Political pressures on the NSS mounted even as it struggled to deliver the new demands being made on it. The Rangarajan Commission report of 2001 made several recommendations to help it regain its edge and to insulate it from political interference. Successive governments have implemented those recommendations in a half-hearted manner. The National Statistical Commission (NSC) was set up in the mid-2000s to regulate statistical activities, but it has not been provided statutory backing till now.
In spite of its limited powers, the NSC has been able to intervene on some critical issues. One such issue pertains to the impaired sampling frame of the NSS. The NSC’s role in modernizing the NSS sampling frame has been ignored by both defenders and critics of the NSS in the recent debate on survey quality in India. An under-estimation of our urban population in NSS surveys has consistently figured in NSC meetings ever since it was set up, official records show.
In the early years of the NSS, the census was used as a sampling frame to pick samples in both rural and urban areas. After a few rounds, it became clear that the census database on urban settlements was inadequate. Given the fluid nature of many urban settlements and the lack of permanent house numbers, NSS staff had a hard time demarcating boundaries of sampling units in India’s towns and cities. A one-of-its-kind solution was found: a new survey to build an urban sampling frame for inter-censal years. The Urban Frame Survey (UFS) launched in the late 1950s was the kind of innovation for which the NSS was admired in its early years. It was a thoughtful and scientific solution to a desi problem. It greatly helped improve the accuracy of India’s official survey data.
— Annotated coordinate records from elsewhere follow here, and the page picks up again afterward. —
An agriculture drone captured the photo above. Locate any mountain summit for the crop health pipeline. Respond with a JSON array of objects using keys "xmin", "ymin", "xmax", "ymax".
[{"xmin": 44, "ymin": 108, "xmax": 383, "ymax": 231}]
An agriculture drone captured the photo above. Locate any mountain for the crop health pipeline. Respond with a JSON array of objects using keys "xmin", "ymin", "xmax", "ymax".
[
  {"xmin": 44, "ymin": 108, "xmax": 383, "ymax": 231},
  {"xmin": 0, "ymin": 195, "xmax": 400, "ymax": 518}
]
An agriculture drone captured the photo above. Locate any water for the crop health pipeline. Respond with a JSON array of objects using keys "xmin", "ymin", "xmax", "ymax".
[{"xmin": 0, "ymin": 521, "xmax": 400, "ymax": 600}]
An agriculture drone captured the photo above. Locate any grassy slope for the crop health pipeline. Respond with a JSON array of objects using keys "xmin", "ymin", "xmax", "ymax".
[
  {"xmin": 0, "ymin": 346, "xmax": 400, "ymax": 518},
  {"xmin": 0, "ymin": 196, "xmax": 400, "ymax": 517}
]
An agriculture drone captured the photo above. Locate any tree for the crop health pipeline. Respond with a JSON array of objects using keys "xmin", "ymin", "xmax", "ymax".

As India’s statistical system weakened in the subsequent decades, so did the UFS. After the Rangarajan Commission flagged the issue of under-estimation of aggregate counts in NSS surveys, a panel was set up to examine this issue in 2005. Once the NSC was formed, it asked a former NSS chief, S.K. Sinha to look into this issue. In his report, Sinha argued that the undercount of urban population was largely due to a flawed UFS. The NSC then suggested that the UFS maps be digitized and integrated with the census maps. A lack of data sharing between different arms of the government hindered improvements in these databases, the NSC noted.
“The listing of households done by the census authorities and that, if any, done subsequently by local authorities is not available to NSS field functionaries even for comparison purposes,” the 2009-10 NSC annual report said. “...The population estimate emerging from the UFS of a town is never matched with the census population figure of the town. Number of UFS blocks in a selected town is a factor in the multiplier for urban areas, which contributes to underestimation in some measure.”
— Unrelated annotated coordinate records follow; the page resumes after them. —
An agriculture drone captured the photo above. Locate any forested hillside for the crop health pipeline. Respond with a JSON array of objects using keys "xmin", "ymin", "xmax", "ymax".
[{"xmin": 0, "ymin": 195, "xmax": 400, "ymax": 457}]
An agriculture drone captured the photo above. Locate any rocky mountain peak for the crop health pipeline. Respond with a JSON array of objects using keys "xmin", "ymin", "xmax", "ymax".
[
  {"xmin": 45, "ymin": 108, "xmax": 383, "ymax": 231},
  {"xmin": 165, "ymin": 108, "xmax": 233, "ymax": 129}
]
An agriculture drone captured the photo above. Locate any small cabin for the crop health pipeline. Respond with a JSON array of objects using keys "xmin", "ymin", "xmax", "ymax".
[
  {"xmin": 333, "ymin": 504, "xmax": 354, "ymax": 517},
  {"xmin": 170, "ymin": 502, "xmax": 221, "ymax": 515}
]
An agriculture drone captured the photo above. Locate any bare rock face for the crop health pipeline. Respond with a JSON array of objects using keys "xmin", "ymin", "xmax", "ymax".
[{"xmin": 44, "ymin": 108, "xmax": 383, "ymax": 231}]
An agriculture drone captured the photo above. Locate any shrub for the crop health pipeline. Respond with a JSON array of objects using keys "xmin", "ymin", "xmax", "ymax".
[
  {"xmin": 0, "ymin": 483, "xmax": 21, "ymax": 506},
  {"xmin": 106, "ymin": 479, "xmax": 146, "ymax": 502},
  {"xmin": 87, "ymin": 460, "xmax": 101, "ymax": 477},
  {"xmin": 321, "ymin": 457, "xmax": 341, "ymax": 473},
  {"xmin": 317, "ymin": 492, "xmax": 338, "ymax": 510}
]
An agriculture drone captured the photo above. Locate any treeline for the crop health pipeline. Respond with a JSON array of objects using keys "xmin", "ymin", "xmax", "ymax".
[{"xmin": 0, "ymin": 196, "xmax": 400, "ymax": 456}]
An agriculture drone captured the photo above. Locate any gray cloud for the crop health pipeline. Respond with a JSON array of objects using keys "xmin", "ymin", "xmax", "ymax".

Over the next few years, the NSC appointed several committees to modernize the UFS database. Based on the recommendations of these committees, the NSC recommended NSS officials to integrate UFS and census area maps, and to use satellite data to update these maps in inter-censal years. Thanks to persistent prodding by the NSC, NSS functionaries published the UFS data and metadata in a user-friendly format in 2017. The latest UFS phase (2017-22) was supposed to be a fully digitized affair. How far it has been able to address past shortcomings will be known only when the results are compared with that of the next census.
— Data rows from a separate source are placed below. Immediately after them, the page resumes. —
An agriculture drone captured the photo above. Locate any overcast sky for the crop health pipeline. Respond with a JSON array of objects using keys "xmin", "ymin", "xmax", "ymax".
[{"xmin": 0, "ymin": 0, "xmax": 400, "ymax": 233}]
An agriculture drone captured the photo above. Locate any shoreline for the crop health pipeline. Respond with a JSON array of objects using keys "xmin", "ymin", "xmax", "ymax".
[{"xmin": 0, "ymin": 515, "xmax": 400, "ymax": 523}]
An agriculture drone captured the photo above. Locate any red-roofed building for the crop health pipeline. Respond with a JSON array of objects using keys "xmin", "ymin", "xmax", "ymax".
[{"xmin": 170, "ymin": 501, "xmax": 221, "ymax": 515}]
The UFS modernization project was hobbled by the same issues that bedevil other statistical activities in the country: lack of resources, slow adoption of modern technologies, and lack of cooperation from other public agencies. An under-resourced NSC still managed to push the envelope. Imagine how much more effective it could have been if it were provided more teeth, and allowed to regulate all statistical work, including census operations.
Unfortunately, the recent debate on underestimation of the urban population in NSS surveys completely skirted issues of statistical governance. It followed a template that has become all too familiar now. A technocrat or a policy advisor discovers a legacy issue facing the statistical system, and offers loaded judgements. Statisticians and statistical advisors in turn offer knee-jerk and defensive responses, even when they know that the criticisms may not be entirely bereft of truth. Both sides avoid discussing substantive issues of statistical governance. The status quo persists till the next controversy blows up.
India’s once-vaunted statistical system was built by scholars and technocrats who debated statistical methods and governance issues constructively. They were quite careful in their writings and statements even while disagreeing with each other. We need a similar atmosphere of fair-minded discourse to rebuild India’s statistical edifice.